I had been adamant about not addressing the Lebanese civil war in my writing, not falling into the traps of history, or using it as a sure-fire way to please international art markets, and as an art critic, I definitely did not want to address the works that dealt with it. I never felt it to be my own struggle, or maybe, I felt it to be too much of my own, too close to home, too related to trauma passed down by generations before me. It slipped through most of my life without me noticing, when my parents worried about me being out past a certain time, or going to “Christian” areas. It lived with us, in our household, in our move from a secular neighborhood to a more religiously specific one. It moved around seamlessly in our lives: an imperceptible, ghost-like trace of a manufactured forgetting that always worked towards rendering itself invisible. And invisible it was, safe for a couple of stories here and there, the story of actually living through the civil war in Lebanon was never told to us growing up. It was absent. No nitty-gritty details, no details of grocery runs during cease-fire hours, no stories about leaving in the middle of the night, evacuating houses, dodging snipers. I felt robbed of stories that were supposed to form my history, so I adopted new histories: ones that rejected my parent’s experiences, histories that made me relate to the West more than I related to my own culture.

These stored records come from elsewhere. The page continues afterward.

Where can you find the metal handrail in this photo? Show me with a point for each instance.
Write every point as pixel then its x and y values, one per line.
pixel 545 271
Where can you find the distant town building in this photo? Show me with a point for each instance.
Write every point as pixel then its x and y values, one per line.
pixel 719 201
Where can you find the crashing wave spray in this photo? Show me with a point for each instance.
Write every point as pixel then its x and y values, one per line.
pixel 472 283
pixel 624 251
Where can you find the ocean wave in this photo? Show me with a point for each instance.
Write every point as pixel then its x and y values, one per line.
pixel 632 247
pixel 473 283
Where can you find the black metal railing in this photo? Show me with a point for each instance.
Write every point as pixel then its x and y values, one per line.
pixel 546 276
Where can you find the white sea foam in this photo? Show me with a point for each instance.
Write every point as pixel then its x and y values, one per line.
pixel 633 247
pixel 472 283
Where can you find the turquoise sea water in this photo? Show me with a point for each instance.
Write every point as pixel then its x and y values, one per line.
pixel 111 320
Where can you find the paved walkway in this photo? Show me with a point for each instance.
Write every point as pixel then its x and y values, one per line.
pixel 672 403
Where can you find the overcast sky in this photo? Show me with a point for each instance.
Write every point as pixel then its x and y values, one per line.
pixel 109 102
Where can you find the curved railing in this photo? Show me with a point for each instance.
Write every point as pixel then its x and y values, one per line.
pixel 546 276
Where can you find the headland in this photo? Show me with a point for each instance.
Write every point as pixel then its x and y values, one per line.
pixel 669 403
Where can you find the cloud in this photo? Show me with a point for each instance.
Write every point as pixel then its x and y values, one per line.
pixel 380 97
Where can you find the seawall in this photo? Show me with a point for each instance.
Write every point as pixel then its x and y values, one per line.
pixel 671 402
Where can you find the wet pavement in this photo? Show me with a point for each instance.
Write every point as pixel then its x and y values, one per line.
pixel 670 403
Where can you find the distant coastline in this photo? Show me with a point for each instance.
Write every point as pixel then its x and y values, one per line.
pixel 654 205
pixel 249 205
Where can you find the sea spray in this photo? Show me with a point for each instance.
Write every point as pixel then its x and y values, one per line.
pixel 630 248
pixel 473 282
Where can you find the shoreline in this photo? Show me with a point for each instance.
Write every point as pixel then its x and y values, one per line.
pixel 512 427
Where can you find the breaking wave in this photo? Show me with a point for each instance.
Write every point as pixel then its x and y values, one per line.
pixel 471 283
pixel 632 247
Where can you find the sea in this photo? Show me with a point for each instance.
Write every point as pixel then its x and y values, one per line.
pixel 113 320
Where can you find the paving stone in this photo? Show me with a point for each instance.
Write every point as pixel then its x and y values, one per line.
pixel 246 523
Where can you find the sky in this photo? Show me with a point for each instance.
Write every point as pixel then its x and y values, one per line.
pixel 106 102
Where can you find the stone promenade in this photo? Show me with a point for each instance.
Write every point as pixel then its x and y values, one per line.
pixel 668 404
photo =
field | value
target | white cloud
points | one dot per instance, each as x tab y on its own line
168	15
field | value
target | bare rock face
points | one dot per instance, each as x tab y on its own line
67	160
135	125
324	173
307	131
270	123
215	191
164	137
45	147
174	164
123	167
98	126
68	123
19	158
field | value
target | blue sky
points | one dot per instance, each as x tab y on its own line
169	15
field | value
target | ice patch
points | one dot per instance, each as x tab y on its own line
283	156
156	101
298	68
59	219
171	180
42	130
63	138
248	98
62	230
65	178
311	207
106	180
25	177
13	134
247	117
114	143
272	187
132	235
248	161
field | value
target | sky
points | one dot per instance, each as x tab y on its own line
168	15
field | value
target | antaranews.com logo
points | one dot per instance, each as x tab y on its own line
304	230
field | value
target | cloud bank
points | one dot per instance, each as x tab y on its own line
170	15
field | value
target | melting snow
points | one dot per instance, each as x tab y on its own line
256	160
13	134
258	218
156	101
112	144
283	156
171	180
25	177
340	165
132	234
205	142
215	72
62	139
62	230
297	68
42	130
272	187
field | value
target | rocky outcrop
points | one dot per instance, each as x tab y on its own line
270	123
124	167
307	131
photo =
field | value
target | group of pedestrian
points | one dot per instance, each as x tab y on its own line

I became a writer because I wanted to hide. I wanted to hide from other people’s histories and create my own. I wanted to be in control of my narrative and take it whichever way I wanted it to go. I wanted to challenge stereotypes of writing the same stories over and over again, terms such as “collective memory” and “collective traumas” never featured. [I feel this is a little unfair because it is a history still very much in flux, being contested and rewritten].[2] Here is where I posit the first lie: “I became a writer.” One simply doesn’t become a writer, and certainly not when one is hiding from themselves. In Memory for Forgetfulness: August, Beirut, 1982, Mahmoud Darkish writes: “It’s as if we were here as caretakers of fragile substances and were now preparing to absorb the operation of moving our reality, in its entirety, into the domain of memories forming within sight of us. And as we move away, we can see ourselves turning into memories.” I liken the act of seeing oneself turn into a memory as akin to the act of writing one’s story, one’s narrative—writing the things we are most afraid of. For people like me, ruled by the duplicitous nature of their multiplicity, the self becomes hard to access. I step outside of it and try to entangle it, first, second, and third person narratives; I ask questions that cause discomfort, questions such as “why is western civilization infatuated with war-torn countries?” I cringe away the thought and leave it dormant, somewhere in a chamber whose doors remain closed. [what does it mean to cringe? Second-hand embarrassment or something steeped in history?—look into “cultural cringe”][3] Perhaps I chose to write about art because it gave me an excuse to be elsewhere. The right to exist as one of many—many who have not been born into conflict, into the sly ways that torn histories shape those who are.
[1] “Interview // Hito Steyerl: Zero Probability and the Age of Mass Art Production.” Berlin Art Link. November 19, 2013. Accessed November 04, 2018. http://www.berlinartlink.com/2013/11/19/interview-hito-steyerl-zero-probabilityand-the-age-of-mass-art-production/.
[2] Personal notes from revision number 2.
[3] Personal notes from revision number 2.
Sahar Khraibani is a Lebanese writer, artist, and educator based in Brooklyn. She is interested in the intersection between language, artistic production, and geopolitics. Her writing and work have appeared in the Brooklyn Rail, Hyperallergic, TERSE Journal, Degree Critical, The Outpost, and Bidayat Mag, among others. She currently teaches at Pratt Institute.